Jobless claims continue to fall and unemployment remains low, both are strong indications of a healthy labor market.

By Jennifer Hollohan | Published

Concern about the state of the labor market grew steadily toward the end of the Covid pandemic and even as restrictions started easing. Due to the amount of “help wanted” signs hanging in store windows, it may feel like those concerns are still warranted. However, this week ends with great news. The total number of jobless claims fell once again – for the fifth week in a row.

One of the tools economists use to track the state of the job market is the number of new unemployment claims. In most years, those claims remain relatively consistent. However, thanks to the pandemic new unemployment numbers went through the roof. And they remained high long after restrictions started easing.

Things started looking up a few weeks ago, though. At the end of this week, new jobless claims came in at 213,000. That claim number is 5,000 lower than the previous week. And according to CNN, it is the lowest number of jobless claims since the end of May.

The drop in unemployment claims is good news for employers and employees alike. And the improvement even shocked the experts, who had forecasted a total of 226,000 jobless claims. All indications suggest that means the labor market is bouncing back. 

However, even as the unemployment claim numbers started improving earlier this year, the labor market has not fully recovered. There are still nearly 1.5 million filing continued jobless claims. And that number rose from the previous week.

labor market luring workers back hybrid work

This number is particularly striking because of the amount of open and available positions nationwide. The Chairman of the Fed, Jerome Powell, calls the labor market “imbalanced.” There are far more open positions than workers – more than double, in fact.

The worker shortage is glaring. Walk into any store or organization these days, and you will see the gap. Employers are struggling mightily to hire staff and experts believe that may be impacting the drop in unemployment claims.

One suggestion they offer for the significant drop in new jobless claims is that employers may hang on to employees to try and fill the gap. If this is true, it could account for some of the customer service issues that have begun popping up around the nation. Employees who would get terminated with fully staffed businesses may get to keep their jobs, thanks to the staffing shortages.

No one has a great answer about why the labor market has such a drastic gap between job openings and workers. However, it is good news for employees in need of work.

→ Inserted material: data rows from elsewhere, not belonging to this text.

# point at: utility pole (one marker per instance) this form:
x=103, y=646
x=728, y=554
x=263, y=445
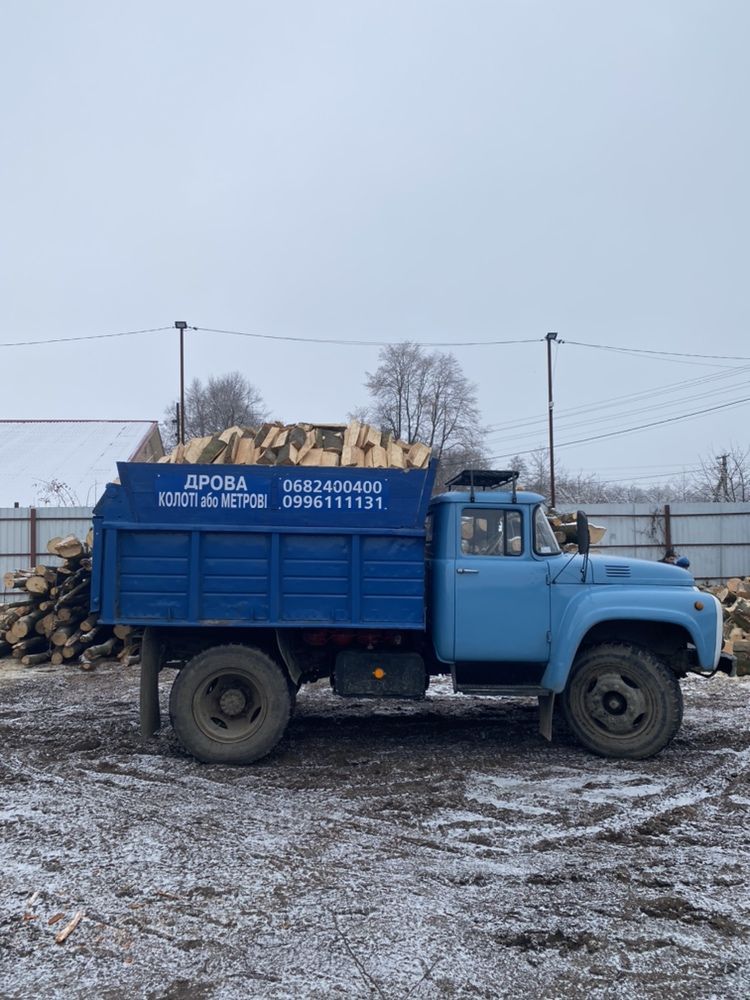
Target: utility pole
x=549, y=338
x=723, y=477
x=181, y=325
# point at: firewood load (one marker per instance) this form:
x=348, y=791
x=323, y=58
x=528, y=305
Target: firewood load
x=734, y=598
x=353, y=446
x=50, y=621
x=565, y=527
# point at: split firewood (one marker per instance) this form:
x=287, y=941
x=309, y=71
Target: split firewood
x=68, y=547
x=35, y=645
x=327, y=445
x=74, y=595
x=100, y=651
x=88, y=623
x=68, y=929
x=23, y=626
x=32, y=659
x=61, y=634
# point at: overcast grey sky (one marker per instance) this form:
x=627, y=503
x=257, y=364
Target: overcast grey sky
x=438, y=171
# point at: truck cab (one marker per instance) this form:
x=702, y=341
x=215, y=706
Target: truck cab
x=252, y=581
x=510, y=613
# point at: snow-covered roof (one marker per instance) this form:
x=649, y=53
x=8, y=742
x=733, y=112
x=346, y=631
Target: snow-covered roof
x=67, y=462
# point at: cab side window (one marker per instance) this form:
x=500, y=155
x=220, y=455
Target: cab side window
x=490, y=532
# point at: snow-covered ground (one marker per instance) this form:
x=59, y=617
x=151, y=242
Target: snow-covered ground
x=386, y=850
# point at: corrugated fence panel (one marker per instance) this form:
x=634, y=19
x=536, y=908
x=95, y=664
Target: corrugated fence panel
x=714, y=536
x=18, y=524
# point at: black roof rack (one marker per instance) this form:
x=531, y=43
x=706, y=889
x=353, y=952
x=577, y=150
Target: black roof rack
x=484, y=479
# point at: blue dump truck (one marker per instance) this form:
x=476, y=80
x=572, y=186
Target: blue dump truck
x=254, y=580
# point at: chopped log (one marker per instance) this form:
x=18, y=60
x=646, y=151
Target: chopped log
x=25, y=626
x=46, y=624
x=69, y=547
x=369, y=437
x=418, y=456
x=378, y=457
x=297, y=437
x=69, y=928
x=88, y=623
x=246, y=452
x=352, y=457
x=396, y=458
x=72, y=613
x=211, y=451
x=100, y=651
x=287, y=455
x=88, y=637
x=267, y=457
x=34, y=645
x=61, y=635
x=31, y=659
x=72, y=596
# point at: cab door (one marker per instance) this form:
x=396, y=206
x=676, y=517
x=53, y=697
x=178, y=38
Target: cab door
x=502, y=602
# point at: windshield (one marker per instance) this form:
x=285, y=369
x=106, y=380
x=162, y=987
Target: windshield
x=545, y=543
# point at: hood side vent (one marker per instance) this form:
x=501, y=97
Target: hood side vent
x=619, y=572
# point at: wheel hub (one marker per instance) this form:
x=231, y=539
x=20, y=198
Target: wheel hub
x=615, y=704
x=232, y=702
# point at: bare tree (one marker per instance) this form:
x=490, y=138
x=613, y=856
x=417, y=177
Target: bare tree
x=419, y=395
x=224, y=401
x=724, y=477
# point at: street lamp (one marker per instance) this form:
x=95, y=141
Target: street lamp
x=181, y=325
x=549, y=338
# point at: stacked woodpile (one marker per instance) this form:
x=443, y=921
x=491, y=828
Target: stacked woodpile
x=51, y=623
x=735, y=602
x=352, y=445
x=565, y=528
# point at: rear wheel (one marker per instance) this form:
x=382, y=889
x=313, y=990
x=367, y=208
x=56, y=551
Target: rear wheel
x=230, y=705
x=622, y=701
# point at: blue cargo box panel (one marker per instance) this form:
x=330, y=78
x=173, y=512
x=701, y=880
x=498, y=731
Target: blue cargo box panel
x=270, y=561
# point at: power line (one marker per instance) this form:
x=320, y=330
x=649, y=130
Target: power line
x=641, y=427
x=661, y=354
x=368, y=343
x=93, y=336
x=657, y=393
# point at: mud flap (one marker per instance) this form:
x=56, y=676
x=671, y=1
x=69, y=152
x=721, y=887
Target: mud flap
x=546, y=705
x=151, y=656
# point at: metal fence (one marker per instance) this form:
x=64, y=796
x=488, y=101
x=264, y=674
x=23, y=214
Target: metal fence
x=25, y=531
x=714, y=536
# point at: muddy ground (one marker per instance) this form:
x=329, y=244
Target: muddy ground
x=426, y=850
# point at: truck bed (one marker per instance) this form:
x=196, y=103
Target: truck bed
x=261, y=546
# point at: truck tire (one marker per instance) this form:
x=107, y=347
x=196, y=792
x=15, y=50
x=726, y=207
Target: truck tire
x=230, y=705
x=622, y=701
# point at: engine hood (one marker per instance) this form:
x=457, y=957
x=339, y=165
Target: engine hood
x=616, y=569
x=622, y=572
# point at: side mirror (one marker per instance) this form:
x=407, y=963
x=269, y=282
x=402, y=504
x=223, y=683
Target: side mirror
x=582, y=533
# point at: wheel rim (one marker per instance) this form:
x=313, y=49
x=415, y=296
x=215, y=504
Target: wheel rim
x=229, y=707
x=614, y=704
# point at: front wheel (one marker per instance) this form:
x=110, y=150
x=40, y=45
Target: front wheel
x=622, y=701
x=230, y=705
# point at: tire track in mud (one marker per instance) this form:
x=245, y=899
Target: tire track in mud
x=437, y=849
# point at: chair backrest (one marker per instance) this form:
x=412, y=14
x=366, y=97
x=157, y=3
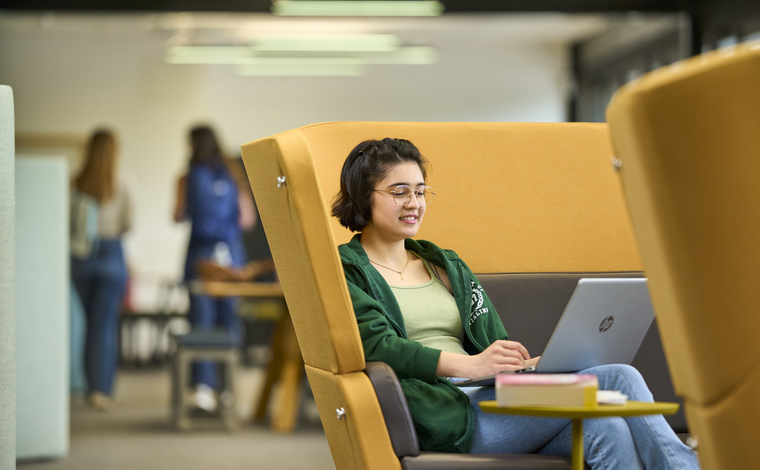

Jobs are still plentiful. You may just have to settle for one that isn’t your top choice.

Regardless, the state of the current labor market is far better than the rest of the economy. With inflation and a possible recession on the horizon, the federal government has taken some drastic steps. The Fed opted for steep interest rate hikes and reigning in monetary policy. 

The hope is that by taking these steps, they can try to stop (or at least reduce) the impact of inflation. Whether or not we will see success with this tactic remains to be seen. But at least in the meantime, the labor market is looking up.